• Official Placing = 1-4-2-3
  • Cuts = 2-4-5


1-4-2-3 is my placing on this class of Hampshire market hogs.  I found the class to break into a close top pair, a logical third, and an easy bottom.  Ideally my class winner could have been longer bodied and leveler rumped, nonetheless, it's still 1 over 4 in my initial pair as the gilt was the squarest topped, being more expressive behind her shoulder and having a meatier roll to her top.  Additionally she was deeper bodied, looser flanked and had more curvature to her center rib.  She was simply a more practical, producer acceptable gilt that when taken to the rail should have a carcass that would open with a larger eye.  I admit that 4 had more dimension to his ham and was a longer bodied, leveler designed, heavier boned barrow.  However, this doesn't offset the fact that he was shallow bodied, tight flanked and was bow-legged and soft on his pasterns.
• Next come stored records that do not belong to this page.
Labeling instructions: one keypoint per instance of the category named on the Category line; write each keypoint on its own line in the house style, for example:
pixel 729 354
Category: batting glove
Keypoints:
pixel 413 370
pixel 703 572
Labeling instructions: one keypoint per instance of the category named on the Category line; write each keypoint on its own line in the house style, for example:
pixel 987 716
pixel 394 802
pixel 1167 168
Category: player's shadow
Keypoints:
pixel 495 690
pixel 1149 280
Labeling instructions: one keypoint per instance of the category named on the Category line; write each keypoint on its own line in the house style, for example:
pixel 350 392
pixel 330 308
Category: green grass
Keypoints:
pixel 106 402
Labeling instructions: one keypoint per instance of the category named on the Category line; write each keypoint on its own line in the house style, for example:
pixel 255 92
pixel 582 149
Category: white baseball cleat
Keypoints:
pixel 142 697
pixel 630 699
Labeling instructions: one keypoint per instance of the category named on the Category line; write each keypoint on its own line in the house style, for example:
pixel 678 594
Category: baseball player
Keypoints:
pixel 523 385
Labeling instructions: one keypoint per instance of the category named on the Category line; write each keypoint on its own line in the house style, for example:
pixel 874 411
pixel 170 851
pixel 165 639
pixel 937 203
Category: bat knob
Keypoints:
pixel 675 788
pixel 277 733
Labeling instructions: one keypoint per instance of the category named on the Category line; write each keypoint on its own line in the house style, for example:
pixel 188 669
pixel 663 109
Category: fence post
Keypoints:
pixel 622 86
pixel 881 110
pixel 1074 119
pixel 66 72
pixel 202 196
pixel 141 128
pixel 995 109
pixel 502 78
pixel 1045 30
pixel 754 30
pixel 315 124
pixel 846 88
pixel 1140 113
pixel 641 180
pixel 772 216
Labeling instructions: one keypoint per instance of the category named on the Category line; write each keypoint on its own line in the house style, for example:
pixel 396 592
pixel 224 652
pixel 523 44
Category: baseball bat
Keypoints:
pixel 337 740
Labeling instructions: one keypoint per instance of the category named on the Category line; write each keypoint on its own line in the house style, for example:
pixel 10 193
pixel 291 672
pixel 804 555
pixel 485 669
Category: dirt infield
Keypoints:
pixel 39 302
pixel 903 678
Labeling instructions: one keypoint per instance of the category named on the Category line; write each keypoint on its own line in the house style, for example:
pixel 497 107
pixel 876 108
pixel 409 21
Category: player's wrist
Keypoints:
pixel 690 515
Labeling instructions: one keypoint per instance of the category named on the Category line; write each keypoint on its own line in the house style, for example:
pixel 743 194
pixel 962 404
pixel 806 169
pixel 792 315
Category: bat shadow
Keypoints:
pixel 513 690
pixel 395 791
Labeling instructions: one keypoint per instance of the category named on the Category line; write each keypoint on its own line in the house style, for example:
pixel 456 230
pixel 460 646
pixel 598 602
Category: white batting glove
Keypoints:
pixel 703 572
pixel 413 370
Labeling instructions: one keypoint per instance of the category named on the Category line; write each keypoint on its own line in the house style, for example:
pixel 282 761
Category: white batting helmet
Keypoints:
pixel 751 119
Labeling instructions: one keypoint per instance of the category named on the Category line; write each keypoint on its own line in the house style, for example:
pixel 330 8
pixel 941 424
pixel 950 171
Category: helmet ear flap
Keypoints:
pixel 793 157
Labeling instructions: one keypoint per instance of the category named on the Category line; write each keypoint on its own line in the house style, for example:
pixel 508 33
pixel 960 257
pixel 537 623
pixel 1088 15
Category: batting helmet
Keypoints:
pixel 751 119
In reference to my intermediate pair it's still 4 over 2 as he was a heavier muscled barrow with more thickness through his stifle and flare to his ham.  Furthermore he was a fresher appearing more structurally correct barrow that was leveler topped and longer fronted.  When taken to the hook he should hang more total pounds of high priced consumer preferred cuts.  I appreciate that 2 was a deeper bodied, more pliable middled gilt, however, I criticized her and left her third as she was short-necked and straight shouldered.  
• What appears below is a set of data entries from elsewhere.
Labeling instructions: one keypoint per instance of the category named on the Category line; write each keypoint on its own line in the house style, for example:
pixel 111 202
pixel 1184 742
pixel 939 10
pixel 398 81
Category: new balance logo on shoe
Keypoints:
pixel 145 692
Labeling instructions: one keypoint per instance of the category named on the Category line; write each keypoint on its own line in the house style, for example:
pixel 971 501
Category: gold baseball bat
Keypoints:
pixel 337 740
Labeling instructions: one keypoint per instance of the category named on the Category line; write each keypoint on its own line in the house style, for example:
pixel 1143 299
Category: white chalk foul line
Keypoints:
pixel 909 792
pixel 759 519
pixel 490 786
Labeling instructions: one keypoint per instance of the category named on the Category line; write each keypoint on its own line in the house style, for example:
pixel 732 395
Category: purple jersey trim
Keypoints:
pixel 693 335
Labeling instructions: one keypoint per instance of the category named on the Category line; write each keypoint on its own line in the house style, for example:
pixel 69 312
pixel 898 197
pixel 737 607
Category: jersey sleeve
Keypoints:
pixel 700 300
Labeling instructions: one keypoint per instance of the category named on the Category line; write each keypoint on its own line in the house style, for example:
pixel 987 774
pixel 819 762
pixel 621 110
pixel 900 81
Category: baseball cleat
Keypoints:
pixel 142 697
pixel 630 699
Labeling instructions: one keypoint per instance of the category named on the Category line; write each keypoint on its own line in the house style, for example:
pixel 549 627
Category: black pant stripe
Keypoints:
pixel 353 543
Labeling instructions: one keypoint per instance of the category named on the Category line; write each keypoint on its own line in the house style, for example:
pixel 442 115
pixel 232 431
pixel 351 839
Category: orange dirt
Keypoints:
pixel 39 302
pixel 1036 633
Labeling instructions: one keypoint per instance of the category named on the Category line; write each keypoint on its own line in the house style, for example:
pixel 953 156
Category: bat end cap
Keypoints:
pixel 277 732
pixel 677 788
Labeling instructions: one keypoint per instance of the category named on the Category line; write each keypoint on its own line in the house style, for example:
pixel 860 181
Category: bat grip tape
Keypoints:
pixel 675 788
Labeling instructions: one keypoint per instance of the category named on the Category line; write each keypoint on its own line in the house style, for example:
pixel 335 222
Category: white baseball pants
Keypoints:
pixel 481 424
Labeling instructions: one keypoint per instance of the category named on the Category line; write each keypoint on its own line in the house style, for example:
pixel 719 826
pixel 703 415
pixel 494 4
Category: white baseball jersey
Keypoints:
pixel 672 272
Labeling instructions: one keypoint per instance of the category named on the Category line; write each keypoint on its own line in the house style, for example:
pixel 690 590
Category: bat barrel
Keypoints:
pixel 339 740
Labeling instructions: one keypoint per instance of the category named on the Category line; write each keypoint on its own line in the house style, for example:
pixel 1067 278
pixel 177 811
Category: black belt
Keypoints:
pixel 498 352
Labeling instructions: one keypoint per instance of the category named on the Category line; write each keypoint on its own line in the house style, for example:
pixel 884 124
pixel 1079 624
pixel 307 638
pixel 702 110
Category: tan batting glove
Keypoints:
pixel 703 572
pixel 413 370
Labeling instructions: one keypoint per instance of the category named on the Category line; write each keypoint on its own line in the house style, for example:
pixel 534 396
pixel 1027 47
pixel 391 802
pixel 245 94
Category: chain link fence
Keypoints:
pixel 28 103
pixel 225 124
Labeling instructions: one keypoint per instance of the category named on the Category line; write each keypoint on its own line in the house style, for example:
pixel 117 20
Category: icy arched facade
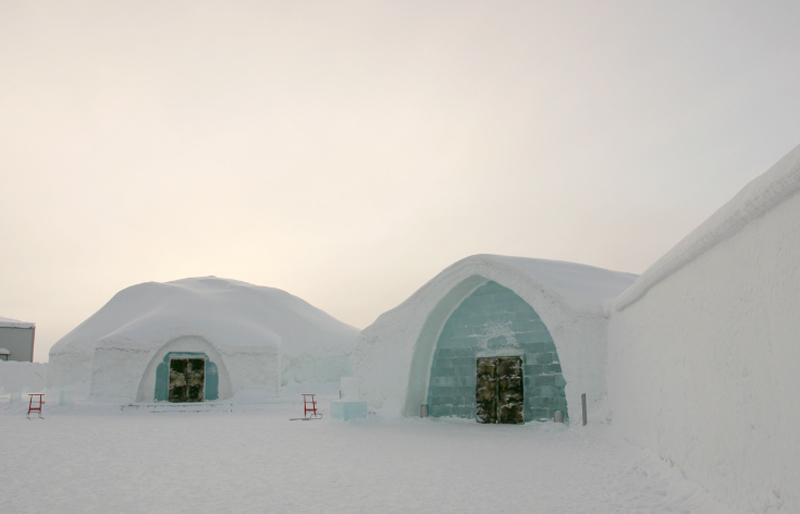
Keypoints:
pixel 494 322
pixel 396 356
pixel 704 353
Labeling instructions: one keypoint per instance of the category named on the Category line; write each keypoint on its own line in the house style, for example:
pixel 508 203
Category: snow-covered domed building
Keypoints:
pixel 503 339
pixel 201 339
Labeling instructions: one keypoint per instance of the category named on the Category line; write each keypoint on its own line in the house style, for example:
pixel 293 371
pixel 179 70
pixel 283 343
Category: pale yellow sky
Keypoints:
pixel 346 152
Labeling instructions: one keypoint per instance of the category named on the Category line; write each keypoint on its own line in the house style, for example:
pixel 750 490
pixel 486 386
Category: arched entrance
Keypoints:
pixel 496 361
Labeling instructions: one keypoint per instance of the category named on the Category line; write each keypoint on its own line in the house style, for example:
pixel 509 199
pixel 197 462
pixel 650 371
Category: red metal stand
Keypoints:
pixel 310 406
pixel 37 406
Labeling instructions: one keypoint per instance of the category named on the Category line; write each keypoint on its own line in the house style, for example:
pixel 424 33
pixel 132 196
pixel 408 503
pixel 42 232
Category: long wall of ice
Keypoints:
pixel 704 350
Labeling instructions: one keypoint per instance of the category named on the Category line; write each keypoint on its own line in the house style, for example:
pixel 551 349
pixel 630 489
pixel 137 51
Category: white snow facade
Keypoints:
pixel 548 315
pixel 214 337
pixel 704 349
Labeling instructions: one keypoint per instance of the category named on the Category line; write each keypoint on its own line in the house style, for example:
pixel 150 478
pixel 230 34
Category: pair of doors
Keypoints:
pixel 499 391
pixel 187 379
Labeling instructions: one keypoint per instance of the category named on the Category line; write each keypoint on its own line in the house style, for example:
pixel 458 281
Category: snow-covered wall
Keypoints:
pixel 17 377
pixel 394 355
pixel 704 349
Nonetheless, I still placed 2 over 3 in my concluding pair as 2 was a nicer balanced gilt that was especially leveler rumped and higher in her tail set.  Additionally she had a meatier turn to her top and was a leaner, trimmer gilt that was cleaner through her jowl and ham seam.  This obvious advantage in muscularity and trimness should allow her to rail a carcass with a higher percent lean.  I recognize the barrow was flatter and cleaner through his joints, however this doesn't offset the fact that he was a stale, round-topped barrow that was steep-rumped and straight through his shoulder and hocks, and when taken to the rail would hang the poorest carcass on a lean-grade basis in this class today.